Konten ini merupakan kerja sama dengan Kompasiana, setiap artikel menjadi tanggung jawab penulis dan tidak mewakili pandangan redaksi Kompas.com
Hari Anak Nasional yang jatuh setiap 23 Juli terus menjadi pengingat kita tentang bagaimana masa depan anak-anak nanti.
Oleh karena itu, kita tidak bisa menyederhanakannya begitu saja tentang apa saja hal-hal yang dapat memengaruhi kualitas anak-anak hari ini.
Maka, dengan mengusung tema "Anak Hebat, Indonesia Kuat Menuju Indonesia Emas 2045", peringatan ini menjadi ajakan bagi semua pihak.

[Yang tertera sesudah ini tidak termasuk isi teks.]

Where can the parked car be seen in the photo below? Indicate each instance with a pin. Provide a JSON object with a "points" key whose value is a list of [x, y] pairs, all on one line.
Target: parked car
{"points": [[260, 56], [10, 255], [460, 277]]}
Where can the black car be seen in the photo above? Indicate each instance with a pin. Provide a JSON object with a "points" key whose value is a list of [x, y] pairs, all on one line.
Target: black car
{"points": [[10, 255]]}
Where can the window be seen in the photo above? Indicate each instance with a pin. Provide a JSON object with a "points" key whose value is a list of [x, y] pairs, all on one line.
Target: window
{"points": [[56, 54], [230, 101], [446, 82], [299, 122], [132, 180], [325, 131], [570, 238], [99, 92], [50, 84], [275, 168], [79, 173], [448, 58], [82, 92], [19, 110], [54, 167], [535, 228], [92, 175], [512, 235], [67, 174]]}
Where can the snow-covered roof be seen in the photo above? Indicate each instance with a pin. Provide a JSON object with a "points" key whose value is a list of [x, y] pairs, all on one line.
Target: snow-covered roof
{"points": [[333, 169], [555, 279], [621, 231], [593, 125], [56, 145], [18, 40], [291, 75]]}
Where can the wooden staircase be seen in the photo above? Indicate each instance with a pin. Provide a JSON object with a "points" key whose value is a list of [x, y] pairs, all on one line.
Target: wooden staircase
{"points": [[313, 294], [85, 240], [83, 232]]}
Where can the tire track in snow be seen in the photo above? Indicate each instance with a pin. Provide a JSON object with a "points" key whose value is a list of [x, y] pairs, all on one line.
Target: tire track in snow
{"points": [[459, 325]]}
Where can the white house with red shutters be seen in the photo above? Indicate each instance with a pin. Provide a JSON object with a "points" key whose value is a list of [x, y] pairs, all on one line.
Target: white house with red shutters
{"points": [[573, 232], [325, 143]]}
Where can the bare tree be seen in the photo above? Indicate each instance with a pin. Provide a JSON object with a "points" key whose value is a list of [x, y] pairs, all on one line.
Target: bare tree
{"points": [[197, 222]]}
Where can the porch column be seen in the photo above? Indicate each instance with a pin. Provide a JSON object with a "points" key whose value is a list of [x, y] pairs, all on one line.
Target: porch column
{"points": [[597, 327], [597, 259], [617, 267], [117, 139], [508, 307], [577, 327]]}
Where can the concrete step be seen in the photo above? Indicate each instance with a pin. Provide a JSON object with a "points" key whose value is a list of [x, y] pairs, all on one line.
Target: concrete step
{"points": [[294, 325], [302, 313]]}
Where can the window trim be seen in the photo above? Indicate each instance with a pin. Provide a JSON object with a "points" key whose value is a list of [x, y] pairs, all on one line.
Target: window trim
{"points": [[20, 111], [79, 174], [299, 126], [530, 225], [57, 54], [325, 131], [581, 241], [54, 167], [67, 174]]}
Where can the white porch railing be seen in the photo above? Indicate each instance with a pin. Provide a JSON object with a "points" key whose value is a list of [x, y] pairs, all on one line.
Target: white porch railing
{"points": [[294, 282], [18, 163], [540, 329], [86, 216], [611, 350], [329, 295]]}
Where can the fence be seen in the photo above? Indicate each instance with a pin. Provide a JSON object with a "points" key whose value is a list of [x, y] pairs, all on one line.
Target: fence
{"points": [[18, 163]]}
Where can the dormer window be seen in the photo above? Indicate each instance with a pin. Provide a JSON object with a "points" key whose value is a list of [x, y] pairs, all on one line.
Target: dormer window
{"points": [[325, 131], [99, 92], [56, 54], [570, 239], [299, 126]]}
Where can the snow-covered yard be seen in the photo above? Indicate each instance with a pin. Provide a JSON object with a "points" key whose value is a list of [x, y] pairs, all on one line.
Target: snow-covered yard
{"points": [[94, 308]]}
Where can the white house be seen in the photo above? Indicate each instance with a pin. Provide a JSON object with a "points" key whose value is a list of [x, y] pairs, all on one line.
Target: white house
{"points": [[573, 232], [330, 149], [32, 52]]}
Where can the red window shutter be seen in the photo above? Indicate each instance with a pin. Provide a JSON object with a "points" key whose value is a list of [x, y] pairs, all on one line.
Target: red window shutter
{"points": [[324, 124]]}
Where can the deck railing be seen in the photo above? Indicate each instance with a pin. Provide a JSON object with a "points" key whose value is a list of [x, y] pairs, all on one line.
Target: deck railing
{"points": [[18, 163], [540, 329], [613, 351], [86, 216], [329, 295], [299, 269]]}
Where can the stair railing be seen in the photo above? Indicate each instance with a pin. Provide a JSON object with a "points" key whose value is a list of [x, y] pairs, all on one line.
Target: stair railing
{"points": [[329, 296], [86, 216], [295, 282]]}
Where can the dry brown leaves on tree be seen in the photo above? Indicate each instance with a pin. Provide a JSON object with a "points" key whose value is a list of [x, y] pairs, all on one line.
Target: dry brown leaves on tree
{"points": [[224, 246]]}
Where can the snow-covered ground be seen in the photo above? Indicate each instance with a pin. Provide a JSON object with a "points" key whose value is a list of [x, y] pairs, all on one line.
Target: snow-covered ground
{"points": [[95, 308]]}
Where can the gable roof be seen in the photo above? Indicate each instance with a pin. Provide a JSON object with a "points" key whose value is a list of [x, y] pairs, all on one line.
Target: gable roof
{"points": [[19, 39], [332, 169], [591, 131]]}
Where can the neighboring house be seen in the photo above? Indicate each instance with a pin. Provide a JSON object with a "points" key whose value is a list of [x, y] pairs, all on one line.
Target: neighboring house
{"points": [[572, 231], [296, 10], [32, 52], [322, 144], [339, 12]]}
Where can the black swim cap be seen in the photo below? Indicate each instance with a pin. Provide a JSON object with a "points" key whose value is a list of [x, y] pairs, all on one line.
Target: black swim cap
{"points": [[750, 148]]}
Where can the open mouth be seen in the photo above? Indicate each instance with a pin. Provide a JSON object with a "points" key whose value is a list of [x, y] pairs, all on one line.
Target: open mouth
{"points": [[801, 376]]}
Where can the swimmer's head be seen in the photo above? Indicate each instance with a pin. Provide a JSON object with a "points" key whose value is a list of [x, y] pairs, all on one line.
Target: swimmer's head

Orang tua, guru, pemerintah, hingga masyarakat digital perlu bergerak bersama guna membentuk generasi unggul yang siap menghadapi zaman.
Namun, bagaimana jika anak-anak dari masa depan itu kini dipenuhi oleh konten viral yang dangkal, algoritma adiktif, dan nilai-nilai kosong?
Fenomena brain rot, yaitu kemunduran daya pikir dan minat belajar akibat konsumsi konten instan secara berlebihan, semakin mengintai anak-anak kita.
Maka, pertanyaan penting pun muncul: apakah kita sedang menulis masa depan yang kuat, atau justru menghapusnya secara perlahan melalui layar yang terus menyala?
Brain Rot, Ancaman Nyata di Era Digital
Di balik kemudahan akses informasi dan hiburan yang ditawarkan internet, terdapat sisi gelap yang mulai meresap diam-diam dalam kehidupan anak-anak: brain rot.
Istilah ini merujuk pada kondisi menurunnya fungsi kognitif, konsentrasi, dan minat belajar akibat paparan konten digital yang berlebihan, dangkal, dan adiktif.
Fenomena ini semakin nyata ketika anak-anak lebih hafal nama selebgram daripada pahlawan nasional, lebih tertarik menonton video lucu berdurasi 15 detik daripada membaca cerita bergizi yang bisa menumbuhkan empati dan imajinasi.
Apa yang terlihat sepele—seperti scrolling TikTok atau YouTube Shorts selama berjam-jam—sebenarnya berdampak besar terhadap cara otak anak bekerja.
Konten cepat saji yang mengutamakan hiburan instan mendorong anak untuk selalu mencari sensasi baru dan cepat bosan terhadap hal-hal yang membutuhkan proses dan konsentrasi.
Mereka kehilangan daya tahan belajar, sulit fokus, dan cenderung pasif dalam berpikir.
Lebih mengkhawatirkan lagi, banyak dari mereka mengembangkan sikap apatis, mudah terprovokasi, dan rendah empati karena terbiasa dengan interaksi yang serba singkat dan artifisial.